Matthew Wragg, CEO of Gattaca PLC and Matchtech said he thought the Autumn Budget set the stage for a more expensive and competitive labour market. “Rising employment costs, frozen tax thresholds and tighter pension rules will squeeze take home pay and increase pressure on employers to rethink their reward strategies,” he said. “At the same time, long-term investment in infrastructure, energy, defence and skills will continue to drive strong demand for specialist talent. The challenge for 2026 will be balancing higher costs with the need to attract and retain the people who will deliver the UK’s growth ambitions.”
“This budget delivers a mix of welcome measures and missed opportunities,” commented Ollie Whiting, CEO, La Fosse Associates. “On the positive side, fully funded apprenticeships for SMEs are a smart move – investing in skills at the start of someone’s career is exactly what the tech sector needs to widen access to entry-level roles.
“The increase in the minimum wage and targeted cost-of-living support will also give lower-paid workers some breathing space after a tough few years,” he said. “Regional investment in emerging tech hubs is also encouraging, and shows a commitment to spreading opportunity across the UK.”
However, Whiting said the budget stopped short on addressing some of the bigger challenges being faced by employers. “Freezing tax thresholds puts more pressure on take-home pay and on employers already navigating rising wage expectations,” he said.
“Most importantly, it doesn’t fully tackle the drivers of long-term growth: innovation, business investment, and technology adoption,” he said. “Without bold action in these areas, we risk managing symptoms rather than solving the structural issues affecting productivity and employment.”
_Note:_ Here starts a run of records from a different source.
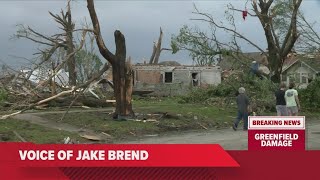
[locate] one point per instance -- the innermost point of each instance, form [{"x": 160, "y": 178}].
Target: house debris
[
  {"x": 165, "y": 80},
  {"x": 301, "y": 69}
]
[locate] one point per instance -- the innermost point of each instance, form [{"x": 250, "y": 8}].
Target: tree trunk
[
  {"x": 72, "y": 62},
  {"x": 121, "y": 71}
]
Elsewhere in the industry, Lee Biggins, Founder and CEO of CV-Library, said the budget brought another jobs tax on businesses adding to employment costs and set to further hit hiring. “Organisations have already seen the cost of employment rise with increased employer NICs, and the measures announced today will simply increase those costs further,” he said. “With job creation well below pre-covid levels, this budget needed to incentivise businesses to hire – but this is simply adding more cost and risk.
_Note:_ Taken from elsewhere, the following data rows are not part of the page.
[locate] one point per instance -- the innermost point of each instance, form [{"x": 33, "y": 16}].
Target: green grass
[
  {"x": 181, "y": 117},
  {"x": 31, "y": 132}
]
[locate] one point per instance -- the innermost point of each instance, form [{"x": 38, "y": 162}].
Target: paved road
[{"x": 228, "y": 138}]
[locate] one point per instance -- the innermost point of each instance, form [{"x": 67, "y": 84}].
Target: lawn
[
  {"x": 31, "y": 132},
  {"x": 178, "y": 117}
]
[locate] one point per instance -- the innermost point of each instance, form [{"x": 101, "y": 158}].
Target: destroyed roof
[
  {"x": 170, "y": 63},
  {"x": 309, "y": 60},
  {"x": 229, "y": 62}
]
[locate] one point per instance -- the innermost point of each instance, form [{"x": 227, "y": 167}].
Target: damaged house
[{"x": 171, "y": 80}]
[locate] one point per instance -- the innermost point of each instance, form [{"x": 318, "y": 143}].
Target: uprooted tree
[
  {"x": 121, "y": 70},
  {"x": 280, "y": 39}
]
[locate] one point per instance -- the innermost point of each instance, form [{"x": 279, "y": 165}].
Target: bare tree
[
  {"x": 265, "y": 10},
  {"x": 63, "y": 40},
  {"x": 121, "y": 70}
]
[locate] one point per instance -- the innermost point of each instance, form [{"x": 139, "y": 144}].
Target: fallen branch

“We had hoped the government had learned their lesson with plenty of evidence that its last budget led to less hiring,” he continued. “Now they’re simply going back for more. Job creation is the foundation for economic growth, and this budget – freezing NIC thresholds, reducing salary sacrifice allowances, increasing minimum wage, alongside the added risks brought by employee rights bill – does the exact opposite.”
Finally, Charlotte Shipley-Hall, Co-founder, Zinc said the budget brought a ‘significant burden’ to business payrolls. “The confirmed rise in the National Living Wage and the new tax raid on Salary Sacrifice pension schemes will increase the cost of employment across the entire wage spectrum, from entry-level staff to high-earning professionals,” she said. “Coupled with the extended freeze on income tax thresholds businesses now face a double challenge: absorbing higher operating costs while navigating increased pressure for gross salary increases. This will create an environment of caution where businesses will favour automation and efficiency over hiring.”
Shipley-Hall worries that the impact of these changes will be to shift focus to value and ‘zero-risk’ hiring. “As a result, the need for rigorous due diligence is no longer a best practice; it is essential cost-protection,” she said. “We anticipate hiring will be sharply focused on high-value sectors backed by government investment, such as Infrastructure, Digital Transformation, and Public Services, where the talent war for specialist skills remains fierce. In an expensive and fiscally tight economy, a robust background check is the most critical commercial tool for any employer seeking to de-risk what is now their most expensive investment: people.”